2. strncpy memory aliasing restrictions are not encoded in the API and can only be conveyed through docs. This is a footgun.

For (1), Rust APIs of this type operate on sized slices, or in the case of strings, string slices. Zig defines strings as sized byte slices.

For (2), Rust enforces this invariant via the borrow checker by disallowing (at compile-time) a shared slice reference that points to an overlapping mutable slice reference. In other words, an API like this is simply not possible to define in (safe) Rust, which means you (as the user) do not need to pore over the docs for each stdlib function you use looking for memory-related footguns.

loeg 10 hours ago | parent [-]

> For (2), Rust enforces this invariant via the borrow checker by disallowing (at compile-time) a shared slice reference that points to an overlapping mutable slice reference.

At least the last time I cared about this, the borrow checker wouldn't allow mutable and immutable borrows from the same underlying object, even if they did not overlap. (Which is more restrictive, in an obnoxious way.)
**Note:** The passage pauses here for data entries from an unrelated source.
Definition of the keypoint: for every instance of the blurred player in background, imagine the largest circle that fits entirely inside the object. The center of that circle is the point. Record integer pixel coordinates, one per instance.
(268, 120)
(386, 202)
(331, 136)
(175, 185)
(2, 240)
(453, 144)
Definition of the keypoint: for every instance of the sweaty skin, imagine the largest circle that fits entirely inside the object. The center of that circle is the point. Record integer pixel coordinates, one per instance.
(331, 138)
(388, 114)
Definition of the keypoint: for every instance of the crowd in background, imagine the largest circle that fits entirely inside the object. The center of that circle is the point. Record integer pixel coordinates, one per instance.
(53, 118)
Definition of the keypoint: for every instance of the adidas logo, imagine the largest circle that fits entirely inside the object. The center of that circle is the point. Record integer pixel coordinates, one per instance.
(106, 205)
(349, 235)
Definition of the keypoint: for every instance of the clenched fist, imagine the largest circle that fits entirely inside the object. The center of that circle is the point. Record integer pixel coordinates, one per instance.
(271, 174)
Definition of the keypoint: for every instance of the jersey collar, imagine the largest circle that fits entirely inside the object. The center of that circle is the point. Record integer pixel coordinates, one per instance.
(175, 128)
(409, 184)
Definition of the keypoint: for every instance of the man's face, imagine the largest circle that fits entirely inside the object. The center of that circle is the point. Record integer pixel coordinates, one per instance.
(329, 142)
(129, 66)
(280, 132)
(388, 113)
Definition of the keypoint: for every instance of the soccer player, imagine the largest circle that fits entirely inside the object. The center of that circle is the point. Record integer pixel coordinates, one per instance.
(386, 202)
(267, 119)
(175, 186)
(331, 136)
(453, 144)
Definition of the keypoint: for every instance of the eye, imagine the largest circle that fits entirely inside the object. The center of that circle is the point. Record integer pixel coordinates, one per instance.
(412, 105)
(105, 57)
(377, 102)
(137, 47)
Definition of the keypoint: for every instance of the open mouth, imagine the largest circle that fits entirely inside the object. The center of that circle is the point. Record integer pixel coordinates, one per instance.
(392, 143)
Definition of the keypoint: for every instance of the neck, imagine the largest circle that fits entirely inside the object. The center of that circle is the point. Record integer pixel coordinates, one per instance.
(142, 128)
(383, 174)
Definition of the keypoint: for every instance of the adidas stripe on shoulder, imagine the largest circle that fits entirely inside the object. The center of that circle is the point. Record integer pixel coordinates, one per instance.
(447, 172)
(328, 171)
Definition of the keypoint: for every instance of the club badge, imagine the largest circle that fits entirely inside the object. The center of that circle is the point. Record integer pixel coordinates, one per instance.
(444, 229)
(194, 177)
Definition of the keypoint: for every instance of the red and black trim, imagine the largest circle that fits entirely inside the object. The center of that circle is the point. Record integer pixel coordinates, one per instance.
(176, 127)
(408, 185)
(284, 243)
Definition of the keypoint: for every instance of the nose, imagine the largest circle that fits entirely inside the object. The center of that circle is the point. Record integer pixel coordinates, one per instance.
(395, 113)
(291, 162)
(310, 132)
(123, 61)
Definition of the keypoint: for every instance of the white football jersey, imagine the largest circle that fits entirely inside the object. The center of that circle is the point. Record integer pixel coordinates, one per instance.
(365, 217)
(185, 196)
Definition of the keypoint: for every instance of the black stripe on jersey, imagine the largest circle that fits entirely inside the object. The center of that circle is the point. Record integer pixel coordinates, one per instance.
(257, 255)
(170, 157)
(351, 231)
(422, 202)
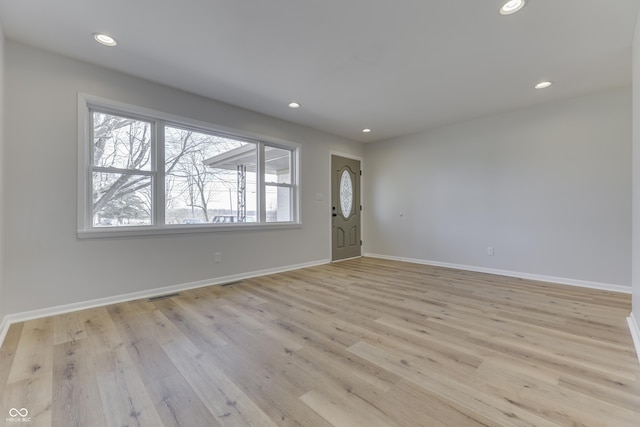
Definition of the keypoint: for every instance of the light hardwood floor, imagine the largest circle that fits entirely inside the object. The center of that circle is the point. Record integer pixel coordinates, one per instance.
(364, 342)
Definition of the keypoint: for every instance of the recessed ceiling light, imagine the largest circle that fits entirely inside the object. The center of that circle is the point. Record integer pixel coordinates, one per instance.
(105, 39)
(543, 85)
(512, 6)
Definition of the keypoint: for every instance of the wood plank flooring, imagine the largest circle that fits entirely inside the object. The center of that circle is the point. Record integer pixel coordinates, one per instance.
(364, 342)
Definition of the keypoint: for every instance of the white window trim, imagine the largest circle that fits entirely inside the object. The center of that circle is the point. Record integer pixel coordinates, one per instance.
(85, 227)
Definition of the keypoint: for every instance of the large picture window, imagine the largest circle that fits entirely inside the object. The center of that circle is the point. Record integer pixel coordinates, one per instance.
(143, 172)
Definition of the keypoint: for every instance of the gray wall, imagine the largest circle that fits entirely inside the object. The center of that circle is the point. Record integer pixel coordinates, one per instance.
(46, 265)
(636, 173)
(548, 187)
(2, 169)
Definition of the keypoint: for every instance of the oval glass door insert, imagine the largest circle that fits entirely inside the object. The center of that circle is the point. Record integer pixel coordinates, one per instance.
(346, 194)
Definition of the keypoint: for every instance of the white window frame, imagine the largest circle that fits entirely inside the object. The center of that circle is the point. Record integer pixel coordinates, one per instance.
(85, 229)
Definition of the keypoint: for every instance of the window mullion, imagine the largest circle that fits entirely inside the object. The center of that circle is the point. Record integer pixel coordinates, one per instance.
(262, 208)
(159, 181)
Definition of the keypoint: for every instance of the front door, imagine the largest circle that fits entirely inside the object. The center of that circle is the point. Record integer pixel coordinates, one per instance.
(345, 208)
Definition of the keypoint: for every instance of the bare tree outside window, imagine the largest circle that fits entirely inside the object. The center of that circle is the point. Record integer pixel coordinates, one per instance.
(121, 156)
(195, 192)
(146, 170)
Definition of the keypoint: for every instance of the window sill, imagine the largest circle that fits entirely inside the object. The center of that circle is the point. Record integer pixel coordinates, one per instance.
(181, 229)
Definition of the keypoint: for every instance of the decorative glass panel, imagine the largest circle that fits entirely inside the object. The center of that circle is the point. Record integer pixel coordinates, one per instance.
(346, 194)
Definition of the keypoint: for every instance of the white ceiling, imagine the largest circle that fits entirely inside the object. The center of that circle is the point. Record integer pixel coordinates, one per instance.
(396, 66)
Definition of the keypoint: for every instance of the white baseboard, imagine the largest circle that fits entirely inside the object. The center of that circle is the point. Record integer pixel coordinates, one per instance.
(634, 327)
(4, 328)
(529, 276)
(10, 319)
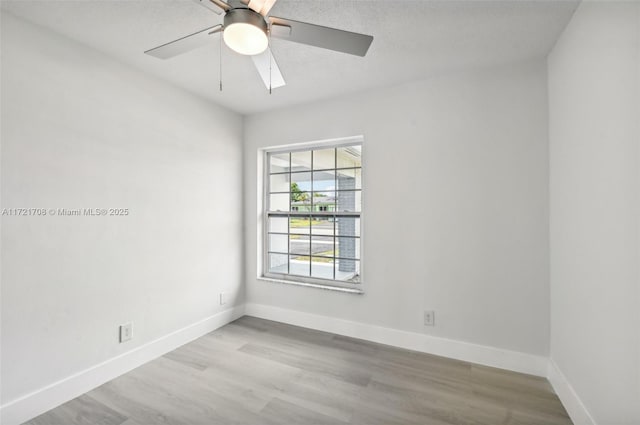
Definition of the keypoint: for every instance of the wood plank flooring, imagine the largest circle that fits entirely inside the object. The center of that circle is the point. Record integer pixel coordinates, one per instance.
(257, 372)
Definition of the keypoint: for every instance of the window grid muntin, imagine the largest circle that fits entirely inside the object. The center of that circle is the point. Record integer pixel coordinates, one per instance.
(335, 214)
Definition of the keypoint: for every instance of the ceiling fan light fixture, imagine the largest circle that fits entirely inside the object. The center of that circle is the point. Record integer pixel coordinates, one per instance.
(245, 32)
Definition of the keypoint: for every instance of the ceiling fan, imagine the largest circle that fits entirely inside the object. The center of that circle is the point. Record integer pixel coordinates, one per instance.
(246, 29)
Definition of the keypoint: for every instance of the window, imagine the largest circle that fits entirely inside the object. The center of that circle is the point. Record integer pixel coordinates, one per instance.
(313, 206)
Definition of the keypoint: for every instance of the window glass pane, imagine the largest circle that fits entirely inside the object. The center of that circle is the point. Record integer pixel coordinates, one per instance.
(324, 181)
(349, 200)
(300, 183)
(299, 225)
(279, 183)
(324, 159)
(349, 179)
(322, 267)
(301, 201)
(348, 248)
(347, 270)
(299, 265)
(279, 202)
(300, 245)
(349, 157)
(322, 246)
(319, 181)
(347, 226)
(279, 162)
(322, 226)
(278, 263)
(324, 201)
(301, 161)
(278, 224)
(278, 243)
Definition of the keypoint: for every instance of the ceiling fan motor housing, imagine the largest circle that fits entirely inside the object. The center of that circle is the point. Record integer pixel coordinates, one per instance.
(245, 16)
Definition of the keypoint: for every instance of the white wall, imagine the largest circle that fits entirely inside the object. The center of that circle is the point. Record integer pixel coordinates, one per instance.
(455, 205)
(82, 131)
(594, 94)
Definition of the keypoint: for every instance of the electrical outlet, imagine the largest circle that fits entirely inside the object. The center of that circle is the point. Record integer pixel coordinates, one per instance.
(429, 318)
(126, 332)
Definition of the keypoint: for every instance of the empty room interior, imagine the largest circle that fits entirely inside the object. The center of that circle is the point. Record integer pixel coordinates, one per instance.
(309, 212)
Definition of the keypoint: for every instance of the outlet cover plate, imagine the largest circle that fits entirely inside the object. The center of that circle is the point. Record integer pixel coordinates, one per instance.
(429, 318)
(126, 332)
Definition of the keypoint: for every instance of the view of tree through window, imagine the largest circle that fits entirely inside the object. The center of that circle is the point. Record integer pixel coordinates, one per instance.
(313, 214)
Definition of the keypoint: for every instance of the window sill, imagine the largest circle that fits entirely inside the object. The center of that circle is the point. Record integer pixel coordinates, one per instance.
(314, 285)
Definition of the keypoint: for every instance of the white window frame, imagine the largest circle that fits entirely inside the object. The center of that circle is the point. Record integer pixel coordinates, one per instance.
(343, 286)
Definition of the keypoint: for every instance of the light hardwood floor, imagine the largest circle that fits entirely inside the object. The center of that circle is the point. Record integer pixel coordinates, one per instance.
(256, 372)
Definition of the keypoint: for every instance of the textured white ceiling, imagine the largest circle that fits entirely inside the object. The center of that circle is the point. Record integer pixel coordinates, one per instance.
(412, 40)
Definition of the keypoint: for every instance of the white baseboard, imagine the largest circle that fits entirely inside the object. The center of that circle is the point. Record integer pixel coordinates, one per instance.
(31, 405)
(577, 411)
(474, 353)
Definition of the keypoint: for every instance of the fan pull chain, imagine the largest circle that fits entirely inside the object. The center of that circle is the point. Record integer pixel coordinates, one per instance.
(220, 71)
(270, 60)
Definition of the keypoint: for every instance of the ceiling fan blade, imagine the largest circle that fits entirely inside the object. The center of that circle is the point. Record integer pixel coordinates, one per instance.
(216, 6)
(261, 6)
(271, 78)
(319, 36)
(184, 44)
Cyph0n 9 hours ago | parent [-]

Do you mean borrows for different fields of a struct? If so, that’s handled today - it’s sometimes called “splitting borrows”: https://doc.rust-lang.org/nomicon/borrow-splitting.html

loeg 9 hours ago | parent [-]

Not exactly -- independent subranges of the same range (as would be relevant to something like memcpy/memmove/strcpy). E.g.,

https://godbolt.org/z/YhGajnhEG

It's mentioned later in the same article you shared above.

oneshtein 14 minutes ago | parent | next [-]

  fn f() {
    let mut v = vec![1, 2, 3, 4, 5];
    let (header, tail) = v.split_at_mut(1);
    b(&header[0], &mut tail[0]);
  }
Cyph0n 9 hours ago | parent | prev [-]

Gotcha. There is a split_at_mut method that splits a mutable slice reference into two. That doesn’t address the problem you had, but I think that’s best you can do with safe Rust.
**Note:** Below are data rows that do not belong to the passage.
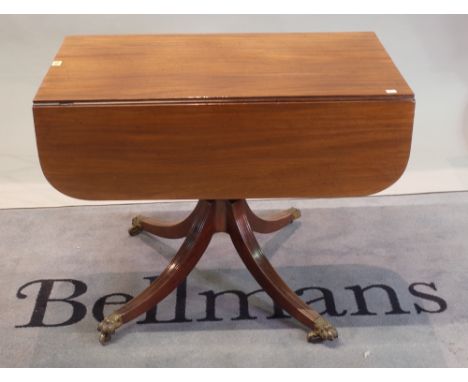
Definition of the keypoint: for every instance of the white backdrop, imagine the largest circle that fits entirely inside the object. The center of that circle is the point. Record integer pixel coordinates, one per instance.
(430, 51)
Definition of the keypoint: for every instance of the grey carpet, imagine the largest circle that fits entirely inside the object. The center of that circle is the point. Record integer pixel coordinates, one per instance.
(411, 250)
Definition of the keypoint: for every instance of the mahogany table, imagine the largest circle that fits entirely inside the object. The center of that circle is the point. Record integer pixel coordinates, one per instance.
(222, 118)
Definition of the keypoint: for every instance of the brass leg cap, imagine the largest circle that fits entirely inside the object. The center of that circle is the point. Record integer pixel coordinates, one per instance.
(108, 326)
(323, 331)
(136, 228)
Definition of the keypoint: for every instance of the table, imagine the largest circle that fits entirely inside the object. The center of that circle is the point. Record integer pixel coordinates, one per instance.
(222, 118)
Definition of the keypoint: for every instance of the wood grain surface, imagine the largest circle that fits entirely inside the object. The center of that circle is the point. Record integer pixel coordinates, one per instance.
(185, 68)
(224, 151)
(223, 116)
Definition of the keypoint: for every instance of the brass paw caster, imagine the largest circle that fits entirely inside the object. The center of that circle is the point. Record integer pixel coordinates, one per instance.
(136, 228)
(108, 326)
(323, 331)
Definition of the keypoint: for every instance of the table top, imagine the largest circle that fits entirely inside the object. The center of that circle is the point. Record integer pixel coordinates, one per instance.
(221, 67)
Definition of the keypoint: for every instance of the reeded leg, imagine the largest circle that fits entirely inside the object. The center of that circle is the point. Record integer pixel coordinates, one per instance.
(163, 229)
(239, 228)
(184, 261)
(272, 223)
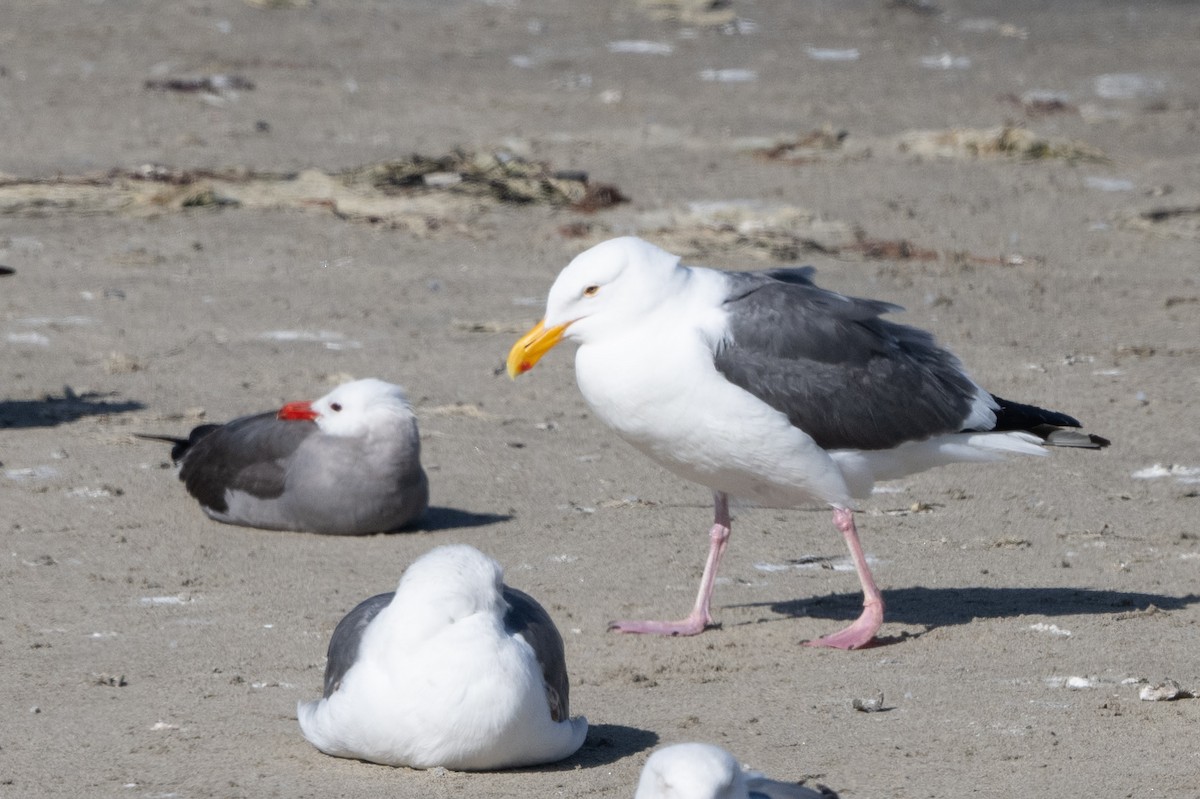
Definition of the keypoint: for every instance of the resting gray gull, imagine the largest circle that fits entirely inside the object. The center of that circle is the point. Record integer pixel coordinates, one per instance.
(763, 386)
(454, 668)
(707, 772)
(348, 463)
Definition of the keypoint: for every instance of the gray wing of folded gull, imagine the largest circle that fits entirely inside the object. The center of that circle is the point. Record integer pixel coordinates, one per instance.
(247, 455)
(839, 372)
(763, 788)
(529, 619)
(343, 644)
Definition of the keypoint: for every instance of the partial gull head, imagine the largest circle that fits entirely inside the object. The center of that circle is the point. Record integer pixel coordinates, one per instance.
(348, 463)
(451, 670)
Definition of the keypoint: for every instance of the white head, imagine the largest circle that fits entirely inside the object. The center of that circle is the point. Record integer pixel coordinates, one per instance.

loeg 8 hours ago | parent [-]

Yeah. It just isn't something the borrow checker natively understands.

tialaramex 10 hours ago | parent | prev [-]

Rust safe subset doesn't have UB. At all. So long as you never write the "unsafe" keyword you're fine, the compiler will check you are obeying all of the language rules at all times.

Whereas in C, oops, sorry, you broke a rule you didn't even know existed and so that's Undefined Behaviour left and right. Some of it you could argue falls into the category you're describing, where in a better world it should have been made Implementation Defined, not UB, and too bad. However lots of it is just because the language was designed a very long time ago and prioritized ease of implementation.

If you wish the language was properly defined, you should use (safe) Rust. If you just wish that when you write nonsense the compiler should somehow guess what you meant and do that, you're not actually a programmer, find a practice which suits you better - take up knitting, learn to paint, something like that.